BW turns into political games?

I’ve been playing a solo game with a friend and we decided to feel the waters by practicing the game and let the story emerge from our different test we’ve made like testing DoW, Fight!, Bloody versus, practice, RnC, etc…The player burned a dwarf hunter made for combat and adventure. We we’re looking for hunting and adventure. Strangely enough the campaign turned into a highly political and skeeming machiavelian story where the protagonist are trying to conquer a city for power and greed.

My question is: Is that happened to you before? I mean a game not directed toward politics at all wich turned into one real fast.
There’s many reasons to explain this but i’m asking because I often read on this forum that the best way to describe BW is to compare it to Game of Thrones wich is a higly political setting…
I feel like since there’s a lot of mechanics to support debate, compromises and dialogue, it kinda make it happen in a subtle way and you end up in a political setting even without trying. Have you ever felt that way with BW?

Thanks for sharing!

I, personally, feel like BW was made for political games.

I’ve run a Game of Thrones game with BW, and I’m currently running a 2nd Punic War game with it (switching over from Fate, as a matter of fact).

I don’t think I can recall a BW game that didn’t involve some sort of political aspect—planned or unplanned.
The difficulty, for me, is that once the games get political, I have to drag the players back into the sword play and action.

My games in any system tend to involve the political.

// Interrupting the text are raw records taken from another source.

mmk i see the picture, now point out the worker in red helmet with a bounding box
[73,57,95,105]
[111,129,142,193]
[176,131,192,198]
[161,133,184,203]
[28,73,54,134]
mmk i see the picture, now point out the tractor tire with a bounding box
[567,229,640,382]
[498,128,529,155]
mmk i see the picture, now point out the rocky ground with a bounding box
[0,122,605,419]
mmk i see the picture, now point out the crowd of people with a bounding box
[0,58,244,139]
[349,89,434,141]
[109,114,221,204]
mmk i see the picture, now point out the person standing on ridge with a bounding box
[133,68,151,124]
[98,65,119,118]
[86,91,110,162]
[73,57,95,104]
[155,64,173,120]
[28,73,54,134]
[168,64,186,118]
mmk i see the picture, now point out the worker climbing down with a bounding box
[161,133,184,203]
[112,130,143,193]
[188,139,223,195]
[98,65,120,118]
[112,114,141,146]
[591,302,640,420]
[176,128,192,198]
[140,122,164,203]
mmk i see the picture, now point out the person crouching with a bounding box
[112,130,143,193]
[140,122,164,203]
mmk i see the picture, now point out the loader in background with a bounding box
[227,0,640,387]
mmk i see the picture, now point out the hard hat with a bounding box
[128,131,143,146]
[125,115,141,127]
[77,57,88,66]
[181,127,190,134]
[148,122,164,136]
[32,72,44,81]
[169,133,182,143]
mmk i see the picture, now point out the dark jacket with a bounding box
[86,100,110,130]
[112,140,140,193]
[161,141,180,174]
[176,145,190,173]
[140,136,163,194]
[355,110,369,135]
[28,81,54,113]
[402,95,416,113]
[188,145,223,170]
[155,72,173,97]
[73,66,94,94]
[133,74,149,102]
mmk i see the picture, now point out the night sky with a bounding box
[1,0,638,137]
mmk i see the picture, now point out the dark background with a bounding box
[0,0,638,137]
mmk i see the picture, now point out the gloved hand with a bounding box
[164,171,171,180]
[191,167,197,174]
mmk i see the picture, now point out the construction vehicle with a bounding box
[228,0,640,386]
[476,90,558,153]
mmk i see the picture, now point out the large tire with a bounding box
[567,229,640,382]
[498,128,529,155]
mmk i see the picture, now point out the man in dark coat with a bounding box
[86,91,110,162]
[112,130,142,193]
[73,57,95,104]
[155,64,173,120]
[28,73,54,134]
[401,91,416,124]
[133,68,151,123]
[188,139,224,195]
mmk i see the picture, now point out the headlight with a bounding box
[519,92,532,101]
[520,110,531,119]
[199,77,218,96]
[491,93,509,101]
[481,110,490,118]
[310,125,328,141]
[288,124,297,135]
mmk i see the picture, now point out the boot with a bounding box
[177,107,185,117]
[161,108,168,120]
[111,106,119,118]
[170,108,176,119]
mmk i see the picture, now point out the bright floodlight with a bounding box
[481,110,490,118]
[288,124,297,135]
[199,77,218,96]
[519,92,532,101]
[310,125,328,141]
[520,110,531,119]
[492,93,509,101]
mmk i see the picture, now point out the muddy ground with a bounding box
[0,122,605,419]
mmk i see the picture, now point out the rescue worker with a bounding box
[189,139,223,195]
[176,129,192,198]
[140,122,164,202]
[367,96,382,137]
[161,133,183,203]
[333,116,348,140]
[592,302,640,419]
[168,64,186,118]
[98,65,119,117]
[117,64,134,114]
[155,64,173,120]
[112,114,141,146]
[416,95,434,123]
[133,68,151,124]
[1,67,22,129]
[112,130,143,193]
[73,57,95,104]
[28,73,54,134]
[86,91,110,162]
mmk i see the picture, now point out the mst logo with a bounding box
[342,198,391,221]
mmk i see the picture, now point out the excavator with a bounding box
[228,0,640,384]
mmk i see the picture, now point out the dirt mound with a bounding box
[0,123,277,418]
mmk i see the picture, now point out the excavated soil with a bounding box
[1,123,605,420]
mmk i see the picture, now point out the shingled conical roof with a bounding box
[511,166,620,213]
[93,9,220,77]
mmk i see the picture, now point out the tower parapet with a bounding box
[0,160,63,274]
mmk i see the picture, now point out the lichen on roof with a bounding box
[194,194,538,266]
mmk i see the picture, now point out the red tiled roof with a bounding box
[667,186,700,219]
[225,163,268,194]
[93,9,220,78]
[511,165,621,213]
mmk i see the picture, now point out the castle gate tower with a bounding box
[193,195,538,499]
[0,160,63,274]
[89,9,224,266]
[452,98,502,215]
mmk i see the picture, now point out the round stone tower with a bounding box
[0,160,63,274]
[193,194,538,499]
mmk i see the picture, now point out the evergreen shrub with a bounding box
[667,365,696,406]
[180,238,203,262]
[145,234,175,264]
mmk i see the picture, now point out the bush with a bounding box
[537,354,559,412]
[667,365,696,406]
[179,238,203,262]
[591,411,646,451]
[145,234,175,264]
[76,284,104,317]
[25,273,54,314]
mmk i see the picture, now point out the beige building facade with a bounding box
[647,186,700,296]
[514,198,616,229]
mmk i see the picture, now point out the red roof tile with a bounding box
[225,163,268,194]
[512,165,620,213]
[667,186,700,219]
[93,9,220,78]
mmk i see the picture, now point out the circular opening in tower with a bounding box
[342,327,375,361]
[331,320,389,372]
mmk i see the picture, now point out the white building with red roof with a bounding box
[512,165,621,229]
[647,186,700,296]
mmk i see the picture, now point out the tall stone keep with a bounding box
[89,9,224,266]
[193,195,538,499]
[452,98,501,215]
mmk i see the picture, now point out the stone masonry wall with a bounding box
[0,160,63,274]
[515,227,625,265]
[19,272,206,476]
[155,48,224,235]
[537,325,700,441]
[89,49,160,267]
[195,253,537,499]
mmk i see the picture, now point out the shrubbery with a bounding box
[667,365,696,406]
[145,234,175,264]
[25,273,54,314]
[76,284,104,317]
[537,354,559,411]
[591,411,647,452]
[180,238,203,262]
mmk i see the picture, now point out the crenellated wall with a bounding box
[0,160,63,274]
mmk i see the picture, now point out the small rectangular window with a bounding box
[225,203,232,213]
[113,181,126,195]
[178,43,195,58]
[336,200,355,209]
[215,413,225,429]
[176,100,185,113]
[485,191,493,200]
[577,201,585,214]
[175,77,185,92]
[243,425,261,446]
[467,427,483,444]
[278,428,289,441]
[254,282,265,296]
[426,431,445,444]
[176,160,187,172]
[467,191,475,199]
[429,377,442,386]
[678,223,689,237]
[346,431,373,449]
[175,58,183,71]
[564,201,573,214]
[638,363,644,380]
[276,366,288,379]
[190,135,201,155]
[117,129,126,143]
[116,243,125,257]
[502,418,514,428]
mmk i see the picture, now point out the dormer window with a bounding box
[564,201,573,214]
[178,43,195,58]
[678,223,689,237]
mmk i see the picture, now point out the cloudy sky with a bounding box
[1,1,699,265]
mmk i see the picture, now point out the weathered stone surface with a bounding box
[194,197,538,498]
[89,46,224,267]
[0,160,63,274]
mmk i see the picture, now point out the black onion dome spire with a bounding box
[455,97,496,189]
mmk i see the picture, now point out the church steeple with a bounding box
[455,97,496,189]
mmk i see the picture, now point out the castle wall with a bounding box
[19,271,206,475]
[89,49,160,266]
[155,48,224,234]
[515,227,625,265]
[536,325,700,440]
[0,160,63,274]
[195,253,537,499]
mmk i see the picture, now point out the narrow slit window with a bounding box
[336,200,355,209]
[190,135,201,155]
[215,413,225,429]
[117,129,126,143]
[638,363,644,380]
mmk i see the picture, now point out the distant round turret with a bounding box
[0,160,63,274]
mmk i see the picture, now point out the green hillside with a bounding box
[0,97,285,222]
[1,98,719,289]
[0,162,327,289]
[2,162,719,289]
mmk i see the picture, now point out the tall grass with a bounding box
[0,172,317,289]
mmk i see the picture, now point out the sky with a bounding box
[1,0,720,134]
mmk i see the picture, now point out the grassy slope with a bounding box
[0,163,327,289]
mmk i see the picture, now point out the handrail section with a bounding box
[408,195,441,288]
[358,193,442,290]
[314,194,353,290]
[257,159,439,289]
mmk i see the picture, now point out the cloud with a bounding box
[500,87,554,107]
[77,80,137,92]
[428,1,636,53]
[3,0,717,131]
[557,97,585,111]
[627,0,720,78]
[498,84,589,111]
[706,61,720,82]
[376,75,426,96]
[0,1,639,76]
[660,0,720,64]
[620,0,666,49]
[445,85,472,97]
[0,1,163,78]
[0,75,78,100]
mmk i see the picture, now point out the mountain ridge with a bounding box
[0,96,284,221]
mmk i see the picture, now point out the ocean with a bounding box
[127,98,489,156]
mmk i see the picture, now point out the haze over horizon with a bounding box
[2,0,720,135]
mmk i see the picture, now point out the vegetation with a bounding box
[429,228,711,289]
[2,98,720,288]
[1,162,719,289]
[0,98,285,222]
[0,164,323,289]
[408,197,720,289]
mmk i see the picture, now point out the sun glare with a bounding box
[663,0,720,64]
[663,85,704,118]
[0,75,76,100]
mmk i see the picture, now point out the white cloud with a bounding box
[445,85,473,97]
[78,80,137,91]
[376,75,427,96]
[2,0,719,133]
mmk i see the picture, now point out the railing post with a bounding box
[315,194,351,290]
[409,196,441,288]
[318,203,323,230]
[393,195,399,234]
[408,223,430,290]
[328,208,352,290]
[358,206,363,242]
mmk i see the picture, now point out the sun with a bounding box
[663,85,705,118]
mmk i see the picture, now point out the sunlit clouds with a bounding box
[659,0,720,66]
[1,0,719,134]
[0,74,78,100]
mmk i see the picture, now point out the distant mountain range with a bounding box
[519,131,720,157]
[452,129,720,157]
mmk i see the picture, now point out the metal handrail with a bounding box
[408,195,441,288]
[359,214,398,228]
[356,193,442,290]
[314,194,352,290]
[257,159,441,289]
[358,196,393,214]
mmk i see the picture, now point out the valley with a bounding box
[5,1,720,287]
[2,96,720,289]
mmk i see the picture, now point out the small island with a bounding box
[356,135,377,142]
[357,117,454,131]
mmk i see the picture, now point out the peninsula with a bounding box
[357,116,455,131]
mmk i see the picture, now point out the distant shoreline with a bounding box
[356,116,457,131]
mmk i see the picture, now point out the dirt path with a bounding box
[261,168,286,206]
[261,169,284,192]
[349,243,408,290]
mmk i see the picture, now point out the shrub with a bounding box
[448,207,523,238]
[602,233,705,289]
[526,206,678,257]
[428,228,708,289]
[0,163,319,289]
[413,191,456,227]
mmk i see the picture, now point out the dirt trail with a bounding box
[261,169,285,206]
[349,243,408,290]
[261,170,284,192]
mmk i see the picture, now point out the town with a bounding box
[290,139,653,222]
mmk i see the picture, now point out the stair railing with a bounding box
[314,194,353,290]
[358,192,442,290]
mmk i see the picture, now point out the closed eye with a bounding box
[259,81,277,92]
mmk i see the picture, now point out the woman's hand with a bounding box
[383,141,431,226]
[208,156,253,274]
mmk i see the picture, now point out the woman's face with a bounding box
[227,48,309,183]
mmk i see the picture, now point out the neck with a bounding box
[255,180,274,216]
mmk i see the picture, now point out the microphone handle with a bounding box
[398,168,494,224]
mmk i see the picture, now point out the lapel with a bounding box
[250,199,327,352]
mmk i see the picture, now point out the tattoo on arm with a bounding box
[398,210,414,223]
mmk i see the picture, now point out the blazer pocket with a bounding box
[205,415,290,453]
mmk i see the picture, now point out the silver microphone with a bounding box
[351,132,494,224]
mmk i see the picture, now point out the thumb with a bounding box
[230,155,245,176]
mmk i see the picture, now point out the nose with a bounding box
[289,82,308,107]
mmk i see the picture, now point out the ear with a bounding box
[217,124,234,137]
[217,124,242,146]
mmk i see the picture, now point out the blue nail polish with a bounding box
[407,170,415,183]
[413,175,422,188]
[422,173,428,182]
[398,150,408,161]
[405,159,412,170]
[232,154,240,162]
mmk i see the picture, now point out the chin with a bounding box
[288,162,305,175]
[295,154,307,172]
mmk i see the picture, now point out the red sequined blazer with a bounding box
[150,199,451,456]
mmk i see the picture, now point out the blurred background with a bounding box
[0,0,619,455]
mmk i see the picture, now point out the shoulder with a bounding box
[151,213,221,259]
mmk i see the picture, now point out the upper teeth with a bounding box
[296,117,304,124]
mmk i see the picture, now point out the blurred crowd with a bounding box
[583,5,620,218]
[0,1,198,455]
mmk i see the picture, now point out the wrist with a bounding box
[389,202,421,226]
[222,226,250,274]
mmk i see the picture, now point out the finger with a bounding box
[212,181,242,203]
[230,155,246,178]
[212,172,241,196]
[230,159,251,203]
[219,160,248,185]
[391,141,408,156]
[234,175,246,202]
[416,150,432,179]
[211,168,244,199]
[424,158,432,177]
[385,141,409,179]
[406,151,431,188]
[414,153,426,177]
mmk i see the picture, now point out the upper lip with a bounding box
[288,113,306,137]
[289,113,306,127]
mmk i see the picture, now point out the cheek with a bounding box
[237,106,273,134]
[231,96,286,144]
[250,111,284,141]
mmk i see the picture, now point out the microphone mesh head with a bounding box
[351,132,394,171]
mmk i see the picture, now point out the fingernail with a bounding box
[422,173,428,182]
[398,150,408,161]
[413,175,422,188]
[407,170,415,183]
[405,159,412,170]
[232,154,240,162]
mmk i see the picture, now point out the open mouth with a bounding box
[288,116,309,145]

It’s just that BW does it really well, and that aspect is often very interesting, so it can easily take things over.

That said, I’ve had adventure-driven BW where the politics are more background motivation than daily concern. It’s all about where the beliefs drive the story. If your player wants politics, though, give 'em to him!

Thats what I thougth! Thanks guys! It’s actually good to know. Next time when I’ll see it coming that way I’ll be able to organise it accordingly.

My last campaign was called burning Milan: get rich or die trying.
It was a late middle age setting in the fair city of Milan. what started out as a smuggle and petty crime campaign ended in a full blown civil war between two factions of magi, assassination of the duke and a feud between two noble families.
needless to say… burning Milian was taken literally. they gave up earning money after session 3.

Nice! thats what i love about BW…there’s a lot of emergence. Not a lot of prep and a whole lot of surprises!

The other thing with political games is that eventually someone realizes that they can’t defeat the players in the political field and so they turn to the assassins to help take care of the problem and you are back into the adventure based game cause now they have a bounty on their heads and someone is trying to collect.

that is exactly how half of milan got burned down…

two well placed fire ball type spells by the grand magus at the players meeting place tavern “the golden duck” , and a failed fire extiguish spell by one of the players. ofcourse the players blamed the other side

Actually, BW is the first game that I’ve played that political issues are, and can be resolved, by the game rules. All the other fantasy games I’ve played (Ars Magica, WFRP, D&D, EarthDawn) revolved around political situations, but it was mostly the GM mind-tricking the players through schemes. Since (mostly) everything social or political was resolved with social agreement, it turned out that these moments were ones of political role-playing, but not political role-playing game. In BW, factions and alliances just… appears as organically as every other aspect of the story. Really interesting!

Further evidence that system does matter.

Ars Magica in one of the editions actually had a debate system that wasn’t dissimilar to Duel of Wits. From Dynasties and Demagogues originally.